When my grandfather came over to the United States from Galicia he didn’t stop making his own wine. He could no longer grow his own grapes, but he bought the grapes and made wine in his Newark, New Jersey home. The grapes were fermented and kept in oak barrels like he did back home. My family has kept up the tradition, but a few things have changed over the years. For one, they no longer use oak barrels, which are much harder to clean and manage.
Most memories of my grandfather involve him working, either making wine, harvesting grapes, blowing billows of smoke on the beehives before collecting honey, or working with the plow in the garden of his home . He worked almost exclusively with his hands, hands that are over-sized, a little contorted, and calloused from years of labor and long hours at the port as a longshoreman. When I was younger, his hands used to intimidate me, as well as his booming voice and conservative manner. You couldn’t stand up straight enough in his presence. Over the years I learned how to assuage this intimidating display of machismo, perfecting the technique with other haughty Spanish males. All you need is a big smile, a strong voice, and a pair of long, batting eyelashes.
It is inevitable that fruit ferments if you leave it out for too long, just like that half a bottle of apple cider that overstayed its welcome in the back of my fridge last week. When making wine the basic principles exist. You need to crush the grapes and release the sugar that helps in the fermentation. The skins of the grapes are what gives the wine its color and body, which is why you keep the skins when making red wine. For this process they mixed different types of grapes in order to give more complexity to the flavor of the wine. You should remove the stems because it can cause the wine to have a higher alcohol content and stronger flavor. I’m no expert of course, having missed many of the wine making myself, but I can say that I am quite the expert at drinking their wine.
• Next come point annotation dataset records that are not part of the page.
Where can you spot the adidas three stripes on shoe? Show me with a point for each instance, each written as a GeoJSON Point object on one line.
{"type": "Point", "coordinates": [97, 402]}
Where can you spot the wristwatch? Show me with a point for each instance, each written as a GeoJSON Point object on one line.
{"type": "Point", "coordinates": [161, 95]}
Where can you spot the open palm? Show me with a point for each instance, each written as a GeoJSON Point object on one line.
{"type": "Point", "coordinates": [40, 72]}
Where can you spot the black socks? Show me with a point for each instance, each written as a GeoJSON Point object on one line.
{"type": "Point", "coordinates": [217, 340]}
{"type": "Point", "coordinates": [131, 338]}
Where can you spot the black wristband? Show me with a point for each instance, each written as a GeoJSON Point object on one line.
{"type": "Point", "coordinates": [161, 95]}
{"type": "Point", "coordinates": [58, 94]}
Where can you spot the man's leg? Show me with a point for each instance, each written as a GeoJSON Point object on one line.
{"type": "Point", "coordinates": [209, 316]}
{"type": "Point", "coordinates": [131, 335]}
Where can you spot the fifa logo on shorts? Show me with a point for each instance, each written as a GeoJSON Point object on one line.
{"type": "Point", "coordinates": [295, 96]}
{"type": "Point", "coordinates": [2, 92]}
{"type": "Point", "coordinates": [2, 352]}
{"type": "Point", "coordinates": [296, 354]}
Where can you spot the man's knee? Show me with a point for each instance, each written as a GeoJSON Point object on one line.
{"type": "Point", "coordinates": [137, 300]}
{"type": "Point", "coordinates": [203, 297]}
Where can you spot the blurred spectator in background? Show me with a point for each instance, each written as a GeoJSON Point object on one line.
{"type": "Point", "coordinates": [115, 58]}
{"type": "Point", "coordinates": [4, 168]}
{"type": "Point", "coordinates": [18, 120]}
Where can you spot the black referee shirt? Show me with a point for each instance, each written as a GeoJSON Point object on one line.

I have done so for quite some time, enjoying the fruits of their labor with many a meal.
In Spain making homemade wine is similar. Below are some pictures of our neighbor making his wine in his backyard bodega. He also ferments the grapes in these plastic containers and then he ages the wine in metal containers. He used to use oak barrels like the ones behind them.
My cousin’s husband told us a story that stuck with him when he visited Galicia for the first time. I may get a few details of the story mixed up, but the basic idea is that while exploring he was introduced to a man who washed his hands with wine instead of water. He poured wine over his hands and scrubbed as if wine were just as abundant and free flowing as running water, and in this town it might very well be.